Berdasarkan Undang-Undang Nomor 31 Tahun 2004 yang kemudian diratifikasi menjadi Undang-Undang Nomor 45 Tahun 2009, tentang Perikanan, dikenal beberapa jenis delik perikanan, diatur dalam pasal 86 sampai pasal 101. adapun delik perikanan ini terbagi atas, delik pencemaran, pengrusakan sumberdaya ikan serta penangkapan ikan dengan menggunakan bahan peledak, delik pengelolaan sumber daya ikan dan delik usaha perikanan tanpa izin. Dalam tulisan ini penulis akan mengkaji delik pencemaran, pengerusakan sumberdaya ikan serta penangkapan ikan dengan menggunakan bahan terlarang.Ketentuan mengenai delik ini diatur dalam pasal 84 sampai pasal 87. Pada pasal 84 ayat (1) rumusannya sebagai berikut:“Setiap orang yang dengan sengaja di wilayah pengelolaan perikanan Republik Indonesia melakukan penangkapan ikan dan/atau pembudidayaan ikan dengan menggunakan bahan kimia, bahan biologis, bahan peledak, alat/dan atau cara, dan/atau bangunan yang dapat merugikan dan/atau membahayakan kelestarian sumberdaya ikan dan/atau lingkungannya sebagaimana di maksud dalam Pasal 8 ayat (1), dipidana dengan pidana penjara paling lama 6 (enam) tahun dan denda paling banyak Rp. 1.200.000.000,00 (satu miliar dua ratus juta rupiah)”.
Ketentuan Pasal 8 ayat (1) undang-undang perikanan yang dimaksudkan adalah larangan bagi setiap orang atau badan hukum untuk melakukan kegiatan penangkapan dan pembudidayaan ikan dengan menggunakan bahan kimia dan sejenisnya yang dapat membahayakan kelestarian sumberdaya ikan dan lingkungannya. Karena dengan menggunakan bahan kimia dan sejenisnya tidak saja mematikan ikan secara langsung, tetapi dapat pula membahayakan kesehatan manusia dan merugikan nelayan serta pembudi daya ikan. Apabila terjadi kerusakan sebagai akibat penggunaan bahan dan alat yang dimaksud, pengembalian keadaan semula akan membutuhkan waktu yang lama, bahkan mungkin mengakibatkan kepunahan.
Namun dalam kenyataannya masih saja terabaikan, dimana masyarakatnya tidak menjaga atau memelihara ekosistem sungai yang menjadi sumber pangan, padahal terlihat jelas bahwa banyak terjadi praktek pengrusakan lingkungan di sungai-sungai yaitu dengan cara mencari ikan dengan menggunakan bahan kimia dan sejenisnya. Padahal hal tersebut sudah diatur dalam pasal 8 ayat (1) UUNomor 45 Tahun 2009. Namun mereka para masyarakat tidak begitu tahu akan peraturan tersebut dan kurangnya kesadaran akan hukum, serta tidak ada rasa kecintaan terhadap kelestarian ekosistem sungai. Karena yang mereka tahu bagi para masyarakat hanya untuk mendapatkan ikan saja, namun tidak ada usaha untuk menjaga atau melestarikan ekosistem sungai.
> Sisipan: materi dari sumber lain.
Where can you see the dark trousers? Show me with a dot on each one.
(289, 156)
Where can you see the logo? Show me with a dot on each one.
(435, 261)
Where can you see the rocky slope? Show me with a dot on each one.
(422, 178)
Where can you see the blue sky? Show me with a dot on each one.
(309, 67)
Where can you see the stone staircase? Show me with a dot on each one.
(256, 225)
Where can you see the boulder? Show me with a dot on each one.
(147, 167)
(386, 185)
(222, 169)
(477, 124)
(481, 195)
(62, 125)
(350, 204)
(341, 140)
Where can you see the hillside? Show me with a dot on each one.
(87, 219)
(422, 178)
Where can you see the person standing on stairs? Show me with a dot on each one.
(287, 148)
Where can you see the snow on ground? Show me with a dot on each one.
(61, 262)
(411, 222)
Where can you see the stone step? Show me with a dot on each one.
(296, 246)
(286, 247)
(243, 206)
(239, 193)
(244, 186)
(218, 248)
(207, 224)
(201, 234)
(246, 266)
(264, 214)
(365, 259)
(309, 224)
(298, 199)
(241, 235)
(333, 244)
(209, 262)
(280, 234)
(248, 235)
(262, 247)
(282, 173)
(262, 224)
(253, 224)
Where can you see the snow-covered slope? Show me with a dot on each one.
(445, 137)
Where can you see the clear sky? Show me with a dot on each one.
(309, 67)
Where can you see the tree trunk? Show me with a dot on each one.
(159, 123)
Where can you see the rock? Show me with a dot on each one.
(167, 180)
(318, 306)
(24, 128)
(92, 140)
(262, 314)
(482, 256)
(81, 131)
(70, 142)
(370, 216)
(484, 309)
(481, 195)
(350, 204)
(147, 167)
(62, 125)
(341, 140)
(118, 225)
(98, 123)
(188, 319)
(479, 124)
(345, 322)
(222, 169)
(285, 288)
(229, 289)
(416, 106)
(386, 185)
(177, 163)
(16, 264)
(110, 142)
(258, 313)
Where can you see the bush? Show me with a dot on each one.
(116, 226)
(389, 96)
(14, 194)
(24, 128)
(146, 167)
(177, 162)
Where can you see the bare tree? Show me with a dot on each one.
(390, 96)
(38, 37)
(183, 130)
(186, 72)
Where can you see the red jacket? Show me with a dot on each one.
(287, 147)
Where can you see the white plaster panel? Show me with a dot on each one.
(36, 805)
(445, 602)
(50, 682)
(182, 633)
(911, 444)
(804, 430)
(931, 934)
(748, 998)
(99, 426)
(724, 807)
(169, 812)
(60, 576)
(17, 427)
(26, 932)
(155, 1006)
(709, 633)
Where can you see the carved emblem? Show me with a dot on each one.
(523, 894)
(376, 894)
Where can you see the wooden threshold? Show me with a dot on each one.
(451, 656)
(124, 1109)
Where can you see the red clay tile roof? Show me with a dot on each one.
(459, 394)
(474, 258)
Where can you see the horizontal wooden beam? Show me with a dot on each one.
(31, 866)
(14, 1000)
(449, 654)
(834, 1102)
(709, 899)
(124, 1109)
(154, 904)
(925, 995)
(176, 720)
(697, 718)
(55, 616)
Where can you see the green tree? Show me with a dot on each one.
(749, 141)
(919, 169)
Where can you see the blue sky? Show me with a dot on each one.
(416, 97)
Kemudian dalam pasal 66 dan pasal 67 UU Nomor 45 Tahun 2009 tentang pengawasan perikanan yang dilakukan oleh badan pengawas perikanan yang terdiri dari pegawai negeri sipil perikanan, dan nonpenyidik pegawai negeri sipil perikanan, serta masyarakat dapat diikutsertakan dalam pengawasan perikanan, namun kesemua dari mereka tidak berperan aktif dalam menjaga endemik sungai. Penulis menyadari permasalahan krusial ini telah berkembang pesat di lingkungan kita, faktor-faktor penyebab terjadinya pelanggaran tersebut dikarenakan, faktor pendidikan dan ekonomi,tidak ada ketegasan dalam penegakan hukum, kurang pedulinya atau kesadaran masyarakat terhadap pemeliharaan ekosistem sungai di lingkungan mereka.
Berangkat dari permasalahan tersebut, seharusnya masyarakat sadar akan pentingnya pemeliharaan ekosistem sungai. Selain itu pula penegak hukum harus lebih tegas dalam mengawasi perilaku masyarakat bila ada yang melakukan penangkapan ikan dengan cara atau bahan yang terlarang. Karena jika tidak ada tindak lanjut dari berbagai pihak mengenai pemeliharaan ekosistem sungai, dapat dipastikan beberapa tahun kedepan kepunahan spesies ikan endemik tersebut tidak dapat terhindari.